1 Introduction

Image Quality Assessment (IQA) is an emerging artificial intelligence technology to simulate human perception of image quality. Full-Reference IQA (FR-IQA) takes the known original image as a reference to evaluate the quality of the distorted image. However, ideal reference images are actually unavailable. Reduced-Reference IQA (RR-IQA) methods are proposed when only partial information of the reference image is known. In practical applications, the features of reference images are often difficult to obtain. No-Reference IQA (NR-IQA) mainly predicts image quality without any information from reference images. Therefore, it is one of the most widely used and challenging tasks.

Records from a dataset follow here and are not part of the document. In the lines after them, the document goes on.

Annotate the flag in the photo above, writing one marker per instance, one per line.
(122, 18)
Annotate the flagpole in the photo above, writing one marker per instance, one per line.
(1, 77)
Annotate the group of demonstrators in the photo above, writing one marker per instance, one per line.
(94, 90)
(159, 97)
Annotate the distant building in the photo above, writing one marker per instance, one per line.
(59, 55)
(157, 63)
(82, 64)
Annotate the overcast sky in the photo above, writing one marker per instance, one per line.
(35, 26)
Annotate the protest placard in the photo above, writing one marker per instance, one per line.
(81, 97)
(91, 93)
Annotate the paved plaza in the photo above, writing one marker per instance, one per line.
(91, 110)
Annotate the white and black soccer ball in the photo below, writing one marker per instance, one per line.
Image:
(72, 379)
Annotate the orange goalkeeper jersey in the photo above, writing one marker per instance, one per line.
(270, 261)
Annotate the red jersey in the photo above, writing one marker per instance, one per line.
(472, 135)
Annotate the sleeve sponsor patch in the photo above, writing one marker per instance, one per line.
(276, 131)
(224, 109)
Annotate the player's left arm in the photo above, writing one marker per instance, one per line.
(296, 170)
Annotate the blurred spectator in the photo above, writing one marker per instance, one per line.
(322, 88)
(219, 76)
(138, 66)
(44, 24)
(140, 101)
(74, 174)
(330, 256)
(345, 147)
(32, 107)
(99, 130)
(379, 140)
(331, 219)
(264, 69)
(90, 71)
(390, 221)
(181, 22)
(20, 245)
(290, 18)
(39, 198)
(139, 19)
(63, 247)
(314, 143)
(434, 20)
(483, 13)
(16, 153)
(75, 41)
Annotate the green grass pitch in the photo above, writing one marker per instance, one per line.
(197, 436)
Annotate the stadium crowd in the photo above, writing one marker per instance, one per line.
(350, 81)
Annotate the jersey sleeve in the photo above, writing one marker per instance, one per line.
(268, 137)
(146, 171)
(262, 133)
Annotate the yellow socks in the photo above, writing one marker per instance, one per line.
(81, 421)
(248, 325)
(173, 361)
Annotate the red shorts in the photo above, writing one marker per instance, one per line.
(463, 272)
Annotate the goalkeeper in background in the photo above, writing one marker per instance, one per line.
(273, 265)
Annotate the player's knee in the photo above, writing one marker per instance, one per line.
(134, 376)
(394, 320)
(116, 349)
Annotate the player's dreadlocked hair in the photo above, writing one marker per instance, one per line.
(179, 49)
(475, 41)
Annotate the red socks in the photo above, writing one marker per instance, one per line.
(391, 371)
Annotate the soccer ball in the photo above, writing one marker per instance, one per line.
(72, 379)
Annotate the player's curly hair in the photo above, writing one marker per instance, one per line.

The deep neural networks have demonstrated a strong ability to capture the basic attributes of images, which provides a new solution to NR-IQA. Convolutional Neural Network (CNN) can extract image features more quickly and accurately. For example, Kang et al. [11] were pioneers in applying CNN to IQA. Inspired by CORNIA method [22], they proposed a meaningful framework and achieved excellent results. However, Kang’s network contains only one convolutional layer, which makes the expression of features incomplete. Sun et al. [20] and Bosse et al. [3] added convolutional layers on the basis of Kang. In [20], they proposed a branching framework based on global and local perception. Local and global features were combined to estimate the overall image quality. Reference [3] estimated the quality without employing any domain knowledge. Pan et al. [17] proposed an improved CNN combined saliency detection. This algorithm was based on the free energy neural model [7] to detect saliency map, then applied the saliency map as a weighting mask to output the quality score of the whole image. Squeeze-and-Excitation Network [8] was designed to enhance features and improve accuracy. When the existing model cannot meet our specific needs, we may not be allowed to customize a new architecture at the cost of heavy human effort or numerous GPU hours [27]. Zhou et al. [26] divided the training images into high-confidence distorted images and low-confidence distorted images, and reasonably assigned different local quality scores to each patch through specific Gaussian functions with the global quality score as the mean value and the undetermined hyperparameter as the standard deviation. By mimicking the active inference process of IGM, Ma et al. [15] established an active inference module based on the generative adversarial network (GAN) to predict the primary content, the image quality is predicted according to the correlation between the distorted image and its primary content. However, the size of the convolutional kernels in the above networks are single, the local features under different scales cannot be extracted well, the computation complexity is relatively high. Therefore, a multiscale CNN is proposed to form a more rapid and effective IQA model by using three different convolutional kernels.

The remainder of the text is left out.